This note suggests two ideas that may be useful in the construction of an infrastructure for distributed indexing, searching, and browsing systems. First, I make a clear distinction between servers, which provide storage for digital objects, and collections, which organize related documents. Second, I argue that multiple, independent indexing systems may each require access to the original documents.
These ideas do not lead directly to suggestions for standards, nor are they completely original. They do offer a different perspective on the problem and place different constraints on developing standards.
Distributed information retrieval is often based on a model where many independent servers index local document collections and a directory server (or servers) guides users towards the independent indexes. This model assumes that the documents stored at a particular location define a collection.

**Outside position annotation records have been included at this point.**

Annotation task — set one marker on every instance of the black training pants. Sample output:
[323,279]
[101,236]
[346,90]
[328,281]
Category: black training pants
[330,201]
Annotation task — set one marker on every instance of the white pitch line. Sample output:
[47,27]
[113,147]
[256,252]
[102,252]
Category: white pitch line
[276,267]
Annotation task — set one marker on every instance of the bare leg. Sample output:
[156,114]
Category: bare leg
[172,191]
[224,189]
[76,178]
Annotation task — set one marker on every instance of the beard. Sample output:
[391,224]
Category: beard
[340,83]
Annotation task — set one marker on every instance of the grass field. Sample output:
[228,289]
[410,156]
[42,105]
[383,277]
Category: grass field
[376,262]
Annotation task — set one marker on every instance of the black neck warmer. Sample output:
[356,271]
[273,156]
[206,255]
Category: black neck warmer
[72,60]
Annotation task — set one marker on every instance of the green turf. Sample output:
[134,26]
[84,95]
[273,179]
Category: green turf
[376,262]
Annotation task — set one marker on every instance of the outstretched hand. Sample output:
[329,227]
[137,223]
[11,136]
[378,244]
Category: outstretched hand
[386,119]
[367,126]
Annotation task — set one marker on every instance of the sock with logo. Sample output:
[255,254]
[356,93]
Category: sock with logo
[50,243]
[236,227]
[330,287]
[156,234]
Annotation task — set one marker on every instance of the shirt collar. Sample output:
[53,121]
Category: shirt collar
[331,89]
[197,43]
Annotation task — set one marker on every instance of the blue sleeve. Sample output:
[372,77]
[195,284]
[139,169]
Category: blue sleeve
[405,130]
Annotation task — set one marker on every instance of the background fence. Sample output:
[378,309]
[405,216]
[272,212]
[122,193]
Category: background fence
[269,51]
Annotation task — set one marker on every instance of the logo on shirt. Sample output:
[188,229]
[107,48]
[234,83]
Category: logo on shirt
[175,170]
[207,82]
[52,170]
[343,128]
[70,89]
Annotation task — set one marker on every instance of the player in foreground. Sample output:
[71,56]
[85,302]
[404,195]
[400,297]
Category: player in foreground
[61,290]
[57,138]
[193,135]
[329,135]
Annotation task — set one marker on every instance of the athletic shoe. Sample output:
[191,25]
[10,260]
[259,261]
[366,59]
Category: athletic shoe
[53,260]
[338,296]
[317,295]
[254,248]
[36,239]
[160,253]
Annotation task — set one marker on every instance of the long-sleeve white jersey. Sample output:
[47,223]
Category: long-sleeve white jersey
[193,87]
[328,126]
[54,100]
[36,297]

The indexing infrastructure should allow the creation of multiple, overlapping collections that each include documents from many different servers. Here I want to use the term collection to refer to a group of related documents that share a coordinated indexing strategy; by coordinated, I mean1 that the index should be constructed based on knowledge of the collection as a whole.
In traditional information retrieval, term weights for a document are assigned using a collection-wide statistics, e.g. words occuring in only a few documents are weighted more heavily. This collection-wide information (term due to Viles and French [4]) greatly increases effectiveness and enables other useful services, like automatically constructing hierarchies with scatter/gather [2] or helping users re-formulate queries (content routing [3]).

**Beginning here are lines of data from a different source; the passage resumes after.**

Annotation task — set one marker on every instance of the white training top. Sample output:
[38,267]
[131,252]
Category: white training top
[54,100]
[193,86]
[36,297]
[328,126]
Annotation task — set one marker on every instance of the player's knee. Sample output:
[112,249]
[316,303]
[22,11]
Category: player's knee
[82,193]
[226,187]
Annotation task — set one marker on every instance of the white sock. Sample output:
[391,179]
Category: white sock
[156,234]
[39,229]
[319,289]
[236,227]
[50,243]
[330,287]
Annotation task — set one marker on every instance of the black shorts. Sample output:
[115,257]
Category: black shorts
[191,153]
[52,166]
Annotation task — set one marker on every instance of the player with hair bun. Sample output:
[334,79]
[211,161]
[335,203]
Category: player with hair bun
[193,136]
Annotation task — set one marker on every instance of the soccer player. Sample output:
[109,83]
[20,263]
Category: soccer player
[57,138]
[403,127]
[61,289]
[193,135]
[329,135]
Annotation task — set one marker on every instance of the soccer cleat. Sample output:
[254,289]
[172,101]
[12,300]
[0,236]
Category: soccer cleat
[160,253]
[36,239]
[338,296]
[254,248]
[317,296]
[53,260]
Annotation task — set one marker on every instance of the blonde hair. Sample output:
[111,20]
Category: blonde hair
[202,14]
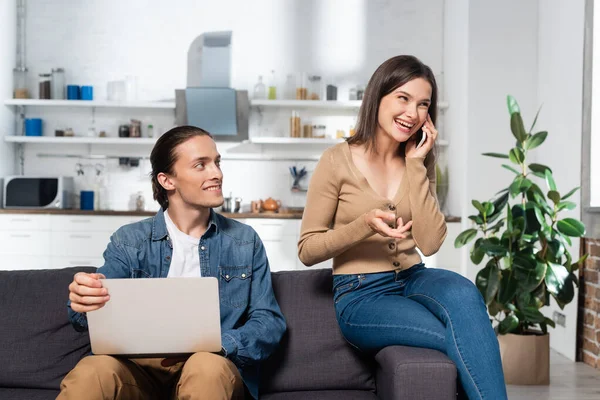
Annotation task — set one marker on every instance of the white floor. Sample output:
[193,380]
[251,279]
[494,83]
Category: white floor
[568,381]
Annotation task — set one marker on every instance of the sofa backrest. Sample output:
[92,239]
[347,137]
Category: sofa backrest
[313,355]
[38,345]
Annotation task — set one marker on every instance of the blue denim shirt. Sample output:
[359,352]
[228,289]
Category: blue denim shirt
[251,321]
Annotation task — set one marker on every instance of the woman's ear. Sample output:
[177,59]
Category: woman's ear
[165,181]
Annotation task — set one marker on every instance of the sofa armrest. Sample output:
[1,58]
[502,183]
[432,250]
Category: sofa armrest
[414,373]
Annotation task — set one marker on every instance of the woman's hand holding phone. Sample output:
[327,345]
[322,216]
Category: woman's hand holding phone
[416,150]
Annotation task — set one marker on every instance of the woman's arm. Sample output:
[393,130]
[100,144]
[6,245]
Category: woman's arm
[318,242]
[429,223]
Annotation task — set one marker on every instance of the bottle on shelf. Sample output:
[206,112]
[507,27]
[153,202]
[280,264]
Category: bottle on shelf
[272,87]
[260,90]
[20,90]
[295,125]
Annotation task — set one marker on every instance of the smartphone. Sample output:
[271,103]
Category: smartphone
[420,137]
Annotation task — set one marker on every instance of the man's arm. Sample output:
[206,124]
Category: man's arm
[258,338]
[115,266]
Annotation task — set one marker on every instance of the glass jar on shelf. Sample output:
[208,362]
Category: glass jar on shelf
[58,83]
[260,90]
[319,131]
[272,87]
[301,87]
[315,87]
[289,91]
[20,90]
[295,125]
[44,86]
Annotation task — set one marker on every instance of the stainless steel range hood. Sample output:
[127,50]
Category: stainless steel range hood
[208,101]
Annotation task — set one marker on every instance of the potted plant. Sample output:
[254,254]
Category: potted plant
[524,245]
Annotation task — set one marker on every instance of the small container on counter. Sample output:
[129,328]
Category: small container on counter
[20,90]
[318,131]
[331,92]
[301,87]
[295,125]
[73,92]
[315,87]
[58,83]
[136,128]
[124,130]
[289,91]
[44,83]
[307,130]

Applying traditional term weight strategies in a distributed system is hard, because the definition of "collection-wide" can be difficult to pin down and when it is collecting the information can be expensive.
Sheldon [3] proposes a distributed IR model with the important characteristic that a collection of documents is described by a content label and the content label can itself be treated as a document and included in another collection. Content labels help users manage and explore very large information spaces, but the idea could be valuably extended by treating collections (and their labels) seperarely from servers. Thus, a collection could include particular documents from many servers. (HyPursuit [5] moves in this direction.)
Consider a simple example: Several newspapers provide servers with their articles. We could construct many collections, each with different term weightings -- business articles from each of the newspapers, articles with a San Jose dateline, or movie reviews. Different terms would be useful in each collection.
Recent work in distributed indexing has focused mostly on efficient indexing -- minimizing load on servers and keeping indexes small. This is accomplished in part by indexing surrogate for documents that includes only part of the text (in Harvest, the first 100 lines of text and the first line of later paragraphs).
There is a tension between efficient indexing and the collection-based indexing; the best choice of indexing in general isn't necessarily the best for any specific case. An indexing surrogate may omit important terms that occur late in the document or mis-represent the frequency of particular terms.
We can address this tension, in part, by creating a more flexible infrastructure that allows multiple indexing schemes to access to the full content of documents they are indexing. Where a Harvest gatherer describes a single surrogate for a document, a more flexible gatherer would generate surrogates according to a particular index's specifications.
Ideally, the system should be flexible enough to allow very different indexing schemes, including indexes that include word proximity information, n-gram based approaches that don't focus on words per see, or knowledge-based or natural language processing approaches. One possibility is for indexes to send the gatherer a program for generating document surrogates. The gatherer could run the program and return the results to the index.